Sajjad Ahmed

Personal information
- Born: 14 February 1932 (age 93) Peshawar, North-West Frontier Province, British India (now Pakistan)
- Batting: Right-handed
- Bowling: Right-arm medium-pace

Domestic team information
- 1953–54 to 1955–56: North-West Frontier Province
- 1956–57 to 1967–68: Peshawar

Career statistics
| Competition | First-class |
| Matches | 21 |
| Runs scored | 397 |
| Batting average | 11.67 |
| 100s/50s | 0/1 |
| Top score | 54 |
| Balls bowled | 2357 |
| Wickets | 52 |
| Bowling average | 21.84 |
| 5 wickets in innings | 4 |
| 10 wickets in match | 2 |
| Best bowling | 9/80 |
| Catches/stumpings | 7/– |
- Source: Cricket Archive, 26 September 2014

= Sajjad Ahmed (cricketer, born 1932) =

Pakistani cricketer (born 1932)

Sajjad Ahmed (born 14 February 1932) is a former cricketer who played first-class cricket in Pakistan from 1953 to 1968.

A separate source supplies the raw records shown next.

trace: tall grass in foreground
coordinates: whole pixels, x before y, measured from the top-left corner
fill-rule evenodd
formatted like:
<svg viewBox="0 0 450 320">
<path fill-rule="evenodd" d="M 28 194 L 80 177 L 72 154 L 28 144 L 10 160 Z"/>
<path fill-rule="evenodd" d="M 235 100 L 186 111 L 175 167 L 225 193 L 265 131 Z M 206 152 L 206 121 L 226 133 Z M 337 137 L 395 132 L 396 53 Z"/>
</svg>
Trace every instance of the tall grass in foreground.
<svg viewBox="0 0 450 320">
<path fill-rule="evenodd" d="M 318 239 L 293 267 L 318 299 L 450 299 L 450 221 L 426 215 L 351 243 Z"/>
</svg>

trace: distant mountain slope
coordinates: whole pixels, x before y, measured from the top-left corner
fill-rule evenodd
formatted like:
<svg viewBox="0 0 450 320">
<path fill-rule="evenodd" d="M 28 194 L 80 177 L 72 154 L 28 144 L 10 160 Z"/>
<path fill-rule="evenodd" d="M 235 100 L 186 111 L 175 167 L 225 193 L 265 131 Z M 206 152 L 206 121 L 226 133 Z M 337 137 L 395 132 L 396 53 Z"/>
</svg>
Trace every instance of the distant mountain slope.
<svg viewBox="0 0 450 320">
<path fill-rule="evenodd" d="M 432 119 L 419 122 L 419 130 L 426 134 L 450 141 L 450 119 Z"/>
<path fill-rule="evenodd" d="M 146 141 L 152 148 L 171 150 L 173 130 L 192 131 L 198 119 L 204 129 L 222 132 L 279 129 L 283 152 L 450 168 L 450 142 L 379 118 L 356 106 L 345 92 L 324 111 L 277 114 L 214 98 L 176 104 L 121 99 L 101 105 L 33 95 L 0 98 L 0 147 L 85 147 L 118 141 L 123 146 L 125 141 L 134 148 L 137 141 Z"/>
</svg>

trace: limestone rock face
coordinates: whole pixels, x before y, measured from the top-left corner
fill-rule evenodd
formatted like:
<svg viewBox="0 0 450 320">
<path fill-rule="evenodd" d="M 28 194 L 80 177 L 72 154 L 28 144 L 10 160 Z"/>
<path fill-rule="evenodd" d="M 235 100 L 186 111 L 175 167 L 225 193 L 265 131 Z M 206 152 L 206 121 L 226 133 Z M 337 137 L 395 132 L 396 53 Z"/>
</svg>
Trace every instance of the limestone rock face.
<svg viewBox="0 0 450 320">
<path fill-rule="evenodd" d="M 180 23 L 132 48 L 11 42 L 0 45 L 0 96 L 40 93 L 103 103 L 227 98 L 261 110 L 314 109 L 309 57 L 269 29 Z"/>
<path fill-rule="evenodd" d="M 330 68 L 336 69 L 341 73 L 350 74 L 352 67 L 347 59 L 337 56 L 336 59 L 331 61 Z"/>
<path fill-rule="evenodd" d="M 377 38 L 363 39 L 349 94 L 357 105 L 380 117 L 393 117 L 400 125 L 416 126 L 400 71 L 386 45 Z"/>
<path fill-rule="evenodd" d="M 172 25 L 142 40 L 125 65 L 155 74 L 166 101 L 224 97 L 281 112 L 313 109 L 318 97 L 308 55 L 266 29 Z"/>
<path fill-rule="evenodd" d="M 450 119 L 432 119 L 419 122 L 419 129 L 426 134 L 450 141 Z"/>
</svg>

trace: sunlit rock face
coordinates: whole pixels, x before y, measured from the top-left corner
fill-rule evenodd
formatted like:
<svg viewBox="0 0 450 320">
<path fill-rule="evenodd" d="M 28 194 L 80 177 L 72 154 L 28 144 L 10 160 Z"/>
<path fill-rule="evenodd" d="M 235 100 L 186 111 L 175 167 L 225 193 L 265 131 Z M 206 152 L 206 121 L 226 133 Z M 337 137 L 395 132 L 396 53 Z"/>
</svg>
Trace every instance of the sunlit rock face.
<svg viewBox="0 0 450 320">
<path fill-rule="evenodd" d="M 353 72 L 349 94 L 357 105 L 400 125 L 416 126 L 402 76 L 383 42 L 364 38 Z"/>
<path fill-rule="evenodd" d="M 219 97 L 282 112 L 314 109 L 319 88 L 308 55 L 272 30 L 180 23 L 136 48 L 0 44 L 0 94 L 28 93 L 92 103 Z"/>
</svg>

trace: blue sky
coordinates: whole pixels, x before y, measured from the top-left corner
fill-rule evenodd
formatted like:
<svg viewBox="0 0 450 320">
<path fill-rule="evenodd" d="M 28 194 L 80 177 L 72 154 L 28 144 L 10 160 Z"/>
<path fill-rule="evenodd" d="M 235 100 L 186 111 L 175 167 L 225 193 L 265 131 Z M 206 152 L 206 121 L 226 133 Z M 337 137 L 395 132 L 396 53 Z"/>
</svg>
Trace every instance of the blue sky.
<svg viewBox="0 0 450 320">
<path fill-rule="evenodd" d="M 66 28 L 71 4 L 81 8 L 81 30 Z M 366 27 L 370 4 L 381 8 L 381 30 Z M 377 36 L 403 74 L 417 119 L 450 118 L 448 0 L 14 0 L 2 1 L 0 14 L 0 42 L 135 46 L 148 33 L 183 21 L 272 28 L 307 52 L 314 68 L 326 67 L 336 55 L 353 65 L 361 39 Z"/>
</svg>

A medium-pace bowler, Sajjad Ahmed had a modest career except for two outstanding performances for Peshawar in the Quaid-e-Azam Trophy at the Peshawar Club Ground. In 1956–57, opening the bowling, he took 7 for 38 and 6 for 51 against Bahawalpur, yet Peshawar still lost by 144 runs. In 1958–59, again opening the bowling, he took 2 for 50 and 9 for 80 against Combined Services, but Peshawar lost by 185 runs. He was the third bowler to take nine wickets in an innings in the Quaid-e-Azam Trophy, after Fazal Mahmood and Israr Ali. He was selected in a President's XI against the touring West Indians later in 1958–59 in a match at the Peshawar Club Ground, but was given only three overs.